It's a good idea to consider the Invesco QQQ Trust (QQQ 0.92%) if you're an investor who wants exposure to the AI boom. This ETF contains 100 stocks, tracking the performance of the Nasdaq-100 index. This consists of the 100 largest non-financial companies that trade on that exchange. Compared to the widely followed S&P 500, this is a much more concentrated index.

By buying the Invesco QQQ Trust, investors immediately own 100 different securities. However, it's not equally weighted. In fact, the most valuable businesses feature prominently. For instance, the "Magnificent Seven" group, an elite cohort of disruptive, innovative, and tech-forward enterprises, together represent 45% of the QQQ's asset base. Unsurprisingly, investors must be bullish on internet-driven tailwinds if they're looking to own this ETF.

The top position is Nvidia. It's already a major winner in the AI race, providing critical graphics processing units that support data center operations for its customer base. Microsoft and Apple round out the top three holdings. Both are investing time and resources into AI initiatives, whether it's via the Microsoft Azure cloud business or with Apple's upcoming enhanced Siri assistant.

There are clear winners in the AI wars today. Looking out a decade from now, there will certainly be other companies that rise up the ranks. Investors don't have to try to pick these winners early on. The Invesco QQQ Trust ensures you'll own these stocks.

Big gains at a low price

It shouldn't come as a shock that because of its huge positions in those previously mentioned businesses, the Invesco QQQ Trust has been a fantastic performer. In the past decade, it has registered a total return of 536% (as of Oct. 1).
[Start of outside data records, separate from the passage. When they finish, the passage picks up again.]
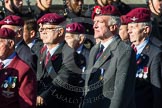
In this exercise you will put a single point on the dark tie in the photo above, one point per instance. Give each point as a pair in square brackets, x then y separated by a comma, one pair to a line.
[100, 51]
[134, 48]
[47, 58]
[1, 65]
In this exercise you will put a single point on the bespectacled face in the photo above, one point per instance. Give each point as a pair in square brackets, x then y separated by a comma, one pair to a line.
[101, 28]
[156, 6]
[50, 33]
[75, 5]
[46, 3]
[136, 33]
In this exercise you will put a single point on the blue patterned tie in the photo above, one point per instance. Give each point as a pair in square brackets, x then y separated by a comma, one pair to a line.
[100, 51]
[1, 65]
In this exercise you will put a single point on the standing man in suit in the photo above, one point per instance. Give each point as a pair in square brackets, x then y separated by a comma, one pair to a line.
[16, 23]
[110, 79]
[75, 38]
[17, 80]
[148, 89]
[59, 73]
Had you invested $2,000 in this ETF at the start of October 2015, you'd have $12,730 today. This comes out to a yearly gain of 20%.

The monster success of those dominant companies, showcased by increasing revenue and earnings, has driven share prices higher. Valuation expansion is another key variable in the equation that can't be overlooked.

Investors aren't being asked to pay a pretty penny to capture such a phenomenal return. The Invesco QQQ Trust charges a 0.2% expense ratio. That presents an extremely attractive proposition, leaving more money in the portfolio at the end of the day.

Keep this in mind

Buying the QQQ makes sense as part of a well-diversified portfolio. There are certainly risks to pay attention to. The most obvious is if progress with artificial intelligence proves to be less successful than many hope, and the returns on all this capital spending disappoint. If the market starts to become pessimistic in its views, questioning the assumption that AI is actually a revolutionary technology, then these massive tech stocks could take a hit. Maybe that would bring about a bear market.

I believe this ETF is still worthy of a $2,000 investment, especially for investors with a five- or 10-year time horizon. Even before everyone became enamored with AI, these businesses were still selling products and services that were facing strong demand from users and customers. If AI ends up being a game-changing tech shift, then the upside could be significant. But even if the eventual outcome is more muted, investors' portfolios should still gain.